The story of our solar system’s evolution encoded in the landscapes of planets, moons and asteroids is now available to us through the images returned by exploration missions. In these images we see evidence of many processes familiar to us Earth dwellers.
Human beings are excellent at spotting features in landscapes, but the quantity of image data now available has outstripped the number of experts available to examine it. One way to overcome this is through citizen science projects, where members of the public are recruited to help classify images online. Another way is to train a computer to identify regions of images dominated by certain landforms; in this way the process of identifying images and extracting basic data might be automated. In addition, although they aren’t as good at spotting patterns as humans, computers are more consistent – they do the same thing every time, without fail (and right or wrong!). Potentially this consistency can be exploited when we want to test whether features in different areas of a planet are significantly different.
What sort of information might you want from a computer system that sifts through images? Bearing in mind that computers are nothing like as good at image analysis as human beings, and that some images will contain unanticipated features, one output you would want is something to tell you whether the computer’s interpretation is a satisfactory account of what’s in the image. If it is satisfactory, you would want to know what fraction of each image represented each of a set of landscape forms (for instance, what fraction of an image is covered by dune fields, what fraction by lava fields…). In this paper we develop a way of doing this.
We’re used to the idea of pixels, but how do you describe the patterns present in an image? A single black pixel might be part of zebra stripes or a bullseye. In this work we encode the pattern centred on each pixel by looking at the contrasts between pairs of pixels near it. This allows us to reduce the pattern to a single number based on whether the first or second member of each pair is the darkest, one binary digit for each pair. We can then count how many examples of each pixel-centred pattern there are in each image and make a histogram.
The next step is to train the computer using a set of representative features classified by humans. For instance, we might get a set of images that humans identify as dune fields. Working from the histograms of the images, the computer can generate a reduced set of histograms that can be added together in various proportions to make the ones generated from the training data. It’s a bit like reducing the myriad varieties of cake to a limited set of ingredients from which they are all made. We can do the same for images identified as other terrain types (e.g. desiccated ground, lava flows). When the computer is given a new image, it can test how much (if any) of the ingredients of each type of terrain are present.
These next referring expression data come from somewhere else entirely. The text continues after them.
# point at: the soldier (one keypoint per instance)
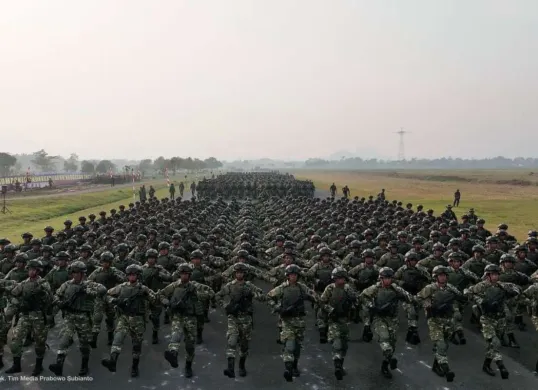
(381, 300)
(288, 299)
(75, 299)
(412, 278)
(491, 297)
(5, 289)
(130, 299)
(460, 278)
(155, 277)
(338, 299)
(183, 298)
(239, 311)
(438, 299)
(109, 277)
(34, 295)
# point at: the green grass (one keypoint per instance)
(514, 205)
(32, 215)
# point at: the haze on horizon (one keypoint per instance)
(282, 79)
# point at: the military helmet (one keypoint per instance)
(292, 269)
(492, 268)
(78, 266)
(410, 256)
(507, 257)
(34, 264)
(133, 269)
(478, 248)
(164, 245)
(21, 258)
(240, 267)
(339, 272)
(184, 268)
(440, 269)
(107, 256)
(123, 247)
(386, 272)
(62, 255)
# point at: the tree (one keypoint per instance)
(43, 161)
(212, 162)
(104, 166)
(87, 167)
(7, 161)
(145, 165)
(71, 164)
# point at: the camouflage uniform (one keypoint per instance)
(288, 299)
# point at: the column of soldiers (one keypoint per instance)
(354, 260)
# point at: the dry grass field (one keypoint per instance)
(497, 196)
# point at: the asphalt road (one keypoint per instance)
(265, 367)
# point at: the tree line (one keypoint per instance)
(44, 162)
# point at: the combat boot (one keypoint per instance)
(230, 371)
(412, 336)
(323, 335)
(449, 375)
(338, 369)
(295, 368)
(367, 334)
(111, 362)
(110, 338)
(518, 320)
(38, 368)
(171, 357)
(385, 369)
(242, 369)
(134, 368)
(95, 336)
(486, 367)
(188, 369)
(288, 375)
(16, 367)
(58, 367)
(84, 364)
(502, 369)
(461, 336)
(437, 368)
(512, 343)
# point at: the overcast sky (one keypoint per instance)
(269, 78)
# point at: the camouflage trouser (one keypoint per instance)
(441, 329)
(33, 322)
(186, 326)
(457, 317)
(535, 322)
(386, 329)
(79, 324)
(492, 328)
(412, 310)
(239, 333)
(292, 336)
(339, 337)
(135, 326)
(100, 310)
(155, 315)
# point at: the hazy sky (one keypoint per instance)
(268, 78)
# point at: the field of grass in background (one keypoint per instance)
(32, 215)
(488, 192)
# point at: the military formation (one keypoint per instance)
(354, 260)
The advantage of this approach is that it allows us to decide whether the new image really can be made from patterns the computer has seen before. This is because of the counting element in generating histograms. Scientists understand that if you count instances of some event repeatedly, the uncertainty in the answer will be the square root of the number of counts (this is called a Poisson distribution). For instance, if cars pass a point on a road at a constant average rate of 36 every 10 minutes, a histogram of repeated counts for 10 minutes would have a width of 6 – quite often only 32 would pass in ten minutes, it would be very rare than only 18 passed. Because we know how we expect the number of entries in each histogram bin to vary, we can test whether the combination of know patterns is a satisfactory match to the image being analysed. When the match is acceptable, we can say what fraction of the image is represented by each terrain type.
In this paper we show how this new approach to histogram analysis, which we call “Linear Poisson Models”, can be used to classify planetary images. But it has many more potential applications. With funding from the Leverhulme Trust we are now exploring a range of them, including how we can use it to interpret data acquired in our laboratories more precisely.
The full citation for this paper is: Paul Tar, Neil Thacker, Jamie Gilmour and Merren Jones (2015) Automated quantitative measurements and associated error covariances for Planetary Image Analysis. Advances in Space Research 56, 92-105. doi:10.1016/j.asr.2015.03.043
This summary was written by Jamie Gilmour.